Yesterday, when I woke, I felt not so good, because I realized that every day the possibility
of my sleeping with two women at the same time diminishes.
A sad thought
first thing in the morning. It only proves how ridiculous thinking can be:
the wrong thought can waylay all other plans and send one into a daylong daydream
about Porno World, where the best career you can have is plumber or pizza-delivery guy.

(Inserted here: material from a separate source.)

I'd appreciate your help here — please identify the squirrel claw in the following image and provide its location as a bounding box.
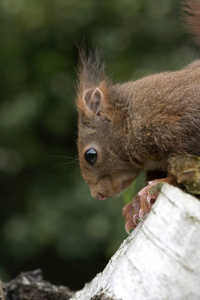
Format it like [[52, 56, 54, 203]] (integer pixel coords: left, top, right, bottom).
[[123, 178, 169, 234]]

And now I am sad once again because it is unpleasant to realize that both thoughts carry
equal weight in my mind: a world where nothing dies because everything still exists,
and a world where beautiful women call you up to fix their television but decide
they’d like to fuck you instead. I thought of their mouths on my body, and also I
thought of the dodo being not extinct but opening
a fragment of sky low to the horizon — even the air at our feet is sky —
and stepping through into dodo heaven, becoming the dodosattva, but still
essentially a large, flightless bird, easy to catch, pleasant of taste.
Now it occurs to me that even if the dodos came back, I wouldn’t be happy for long.
And even if two bisexual roommate stewardesses suddenly ravished me midflight,
eventually I would want more than that — more mouths, more women —
and even smothered under the weight of their passion somehow I would want more flesh, less air.
Nothing ever goes away enough or arrives enough,
and I want to cry when I think of my heart,
muscle pounding in muscle, greedy always for joy.